Bankruptcy for Puerto Rico? Bad Idea
Puerto Rico’s years of fiscal mismanagement, cronyism and corruption have come to a head. The island territory is at least $73 billion in debt, and guess who Congressional Democrats think should pick up the tab: American taxpayers, savers and seniors.
Puerto Rico Resident Commissioner Pedro Pierliusi and Governor Alejandro Garcia Padilla are working with fellow Democrats to lure Republicans into passing a bill (H.R. 870) that would give Puerto Rico a bailout, and allow Puerto Rico to walk away from its debts.
We at CFIF are concerned that some Republicans in Congress are receptive to this taxpayer bailout. Representative Goodlatte of Virginia, who chairs the House Judiciary, recently visited Puerto Rico to explore pursuing Chapter 9 having set the legislative process in motion when he consented to having a public hearing on the proposal back in February.
Chapter 9would hurt thousands of hardworking Americans on the mainland and in Puerto Rico who have invested savings in Puerto Rican bonds. And longer-term, it would do nothing to reform a broken Island. Furthermore, a Chapter 9 bailout flies in the face of principles for which Republicans are supposed to stand: limited government, fiscal responsibility and the rule of law. Some Puerto Rican apologists have even suggested that if Puerto Rico is not granted Chapter 9, the Island will just come calling for a bailout. But that is a false choice, and a stick-up by San Juan and their cronies.

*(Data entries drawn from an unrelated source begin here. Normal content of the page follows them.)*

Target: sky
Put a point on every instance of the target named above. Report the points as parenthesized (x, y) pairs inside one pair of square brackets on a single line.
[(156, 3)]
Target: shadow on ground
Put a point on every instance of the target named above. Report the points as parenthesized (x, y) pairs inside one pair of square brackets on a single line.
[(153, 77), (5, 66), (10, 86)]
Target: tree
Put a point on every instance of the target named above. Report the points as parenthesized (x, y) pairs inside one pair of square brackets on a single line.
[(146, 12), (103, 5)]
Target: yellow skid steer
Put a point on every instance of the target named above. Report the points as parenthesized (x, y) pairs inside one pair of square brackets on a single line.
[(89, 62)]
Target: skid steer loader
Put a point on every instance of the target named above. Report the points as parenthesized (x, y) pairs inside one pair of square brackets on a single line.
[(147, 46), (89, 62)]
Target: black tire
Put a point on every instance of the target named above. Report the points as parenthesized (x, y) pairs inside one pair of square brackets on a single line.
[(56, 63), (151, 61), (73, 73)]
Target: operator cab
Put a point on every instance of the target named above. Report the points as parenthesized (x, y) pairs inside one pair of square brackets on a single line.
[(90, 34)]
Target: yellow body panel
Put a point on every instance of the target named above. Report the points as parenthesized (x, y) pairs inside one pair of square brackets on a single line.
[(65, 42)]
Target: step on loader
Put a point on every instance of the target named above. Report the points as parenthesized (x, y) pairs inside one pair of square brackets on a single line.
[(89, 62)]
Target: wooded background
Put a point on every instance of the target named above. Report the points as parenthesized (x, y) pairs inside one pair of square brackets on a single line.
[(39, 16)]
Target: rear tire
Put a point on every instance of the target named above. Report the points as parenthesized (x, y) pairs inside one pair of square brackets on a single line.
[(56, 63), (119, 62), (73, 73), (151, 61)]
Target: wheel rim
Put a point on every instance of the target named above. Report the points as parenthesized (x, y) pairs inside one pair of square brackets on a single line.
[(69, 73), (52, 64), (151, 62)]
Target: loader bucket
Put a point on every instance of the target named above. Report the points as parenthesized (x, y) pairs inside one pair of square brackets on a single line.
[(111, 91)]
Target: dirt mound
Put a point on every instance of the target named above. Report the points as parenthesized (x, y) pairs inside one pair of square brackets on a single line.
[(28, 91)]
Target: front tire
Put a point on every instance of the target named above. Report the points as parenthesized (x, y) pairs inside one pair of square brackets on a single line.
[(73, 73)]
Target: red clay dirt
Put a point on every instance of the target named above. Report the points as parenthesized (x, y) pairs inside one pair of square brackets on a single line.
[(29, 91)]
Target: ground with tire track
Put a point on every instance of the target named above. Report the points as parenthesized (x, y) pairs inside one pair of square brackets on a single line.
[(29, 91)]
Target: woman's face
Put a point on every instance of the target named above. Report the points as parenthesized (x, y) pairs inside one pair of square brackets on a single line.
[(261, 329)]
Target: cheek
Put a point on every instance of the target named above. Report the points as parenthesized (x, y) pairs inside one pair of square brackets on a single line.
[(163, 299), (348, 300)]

Fortunately, better alternatives exist.
For example, the Puerto Rican Government could actually pay the hundreds of millions of dollars it owes to the power authority (PREPA) or Congress could also impose greater oversight over Puerto Rico. Remember, a financial control board was effective in reforming the District of Columbia’s finances 20 years ago, accomplished on a bipartisan basis by a Republican Congress and a Democratic President. Ultimately, that might be the way to put in place comprehensive, structural reforms so that Puerto Rico never again spirals out of control.
This brings us back to the Republican Congress, specifically Rep. Goodlatte. At a minimum, holding a hearing signals openness to the bill. Yet, this changes the rules in the middle of game and can have economic consequences, which Rep. Goodlatte has acknowledged.
Now that Rep. Goodlatte has met in Puerto Rico with its leaders, fellow conservatives are looking to him to put the brakes on this bailout. As Jay Marts of the Virginia Northern Shenandoah Tea Party writes, “H.R 870 is not a conservative solution,” but “a gift to the Democrats.”
American taxpayers should not be saddled with yet another bailout and force Americans saving for retirement to take a financial hit. Instead, Congressional Republicans should guide Puerto Rico into doing the right thing: trim spending and taxes, stand up to unions and undertake badly-needed governing reforms. The time is right for a control board.